Throughout his career, Miske took on a wide range of roles in classical and contemporary plays. Notable performances include Liliom in A. Molnár Ferenc’s Liliom, Bromden in Dale Wasserman’s One Flew Over the Cuckoo’s Nest, and Julius Caesar in Shakespeare’s Julius Caesar. In 2002, he received the Best Supporting Actor award at the Pécs National Theatre Festival (POSZT). He was honored with the Jászai Mari Award in 2003 for his contributions to Hungarian theatre.

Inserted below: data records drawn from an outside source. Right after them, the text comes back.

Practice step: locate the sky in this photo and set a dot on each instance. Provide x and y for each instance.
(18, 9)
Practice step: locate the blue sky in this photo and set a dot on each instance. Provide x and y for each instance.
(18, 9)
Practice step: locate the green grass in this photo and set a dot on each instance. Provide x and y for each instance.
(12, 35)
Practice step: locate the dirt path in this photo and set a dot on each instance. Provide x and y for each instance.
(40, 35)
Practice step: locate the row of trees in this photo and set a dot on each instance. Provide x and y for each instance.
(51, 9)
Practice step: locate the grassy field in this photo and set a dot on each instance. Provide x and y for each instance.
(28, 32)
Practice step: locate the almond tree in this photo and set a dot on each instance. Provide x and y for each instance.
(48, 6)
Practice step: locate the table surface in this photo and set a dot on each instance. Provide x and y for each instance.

=== Film and television ===
Miske appeared in several films and television productions, including Ítélet (1970), Honfoglalás (1996), Sacra Corona (2001), and A miskolci boniésklájd (2004). His television credits include the series A templomos lovagok kincse (1992) and Kisváros (2001), among others.

=== Personal life and death ===
Miske held dual Romanian and Hungarian citizenship and identified with his Hungarian ethnicity. Details about his family and personal life remained largely private.

On 29 March 2025, it was announced that Miske had died at the age of 89.

== Stage roles ==
- Oradea State Theatre:

- Liliom by Molnár Ferenc – Liliom
- One Flew Over the Cuckoo’s Nest by Dale Wasserman – Bromden
- A Midsummer Night’s Dream by Shakespeare – Theseus
- Kolozsvár State Hungarian Theatre:

- Bus Stop by Kao Hszing Csi-en – Master
- A Farcical Night by Caragiale – Chiriac
- National Theatre of Miskolc:

- Macbeth by Shakespeare – Duncan
- The Seagull by Chekhov – Samrajev
- Csokonai Theatre, Debrecen:

- Julius Caesar by Shakespeare – Julius Caesar
- The School for Wives by Molière – Arnolf
- Galilei by Németh László – Niccolini

== Filmography ==
- Films:

- Ítélet (1970)
- Honfoglalás (1996)
- The Blood of the Rose (1998)
- Sacra Corona (2001)
- Television:

- The Treasure of the Templar Knights (1992)
- Ábel in the Wilderness (1993)
- Dance of the Bees (2007)

== Awards and recognition ==
- 2002: Best Supporting Actor, Pécs National Theatre Festival
- 2003: Jászai Mari Award

== Legacy ==
Miske was regarded as a versatile actor whose career bridged Hungarian-language theatre in Romania and Hungary. His extensive repertoire and dedication to the stage earned him recognition as a significant figure in Hungarian performing arts.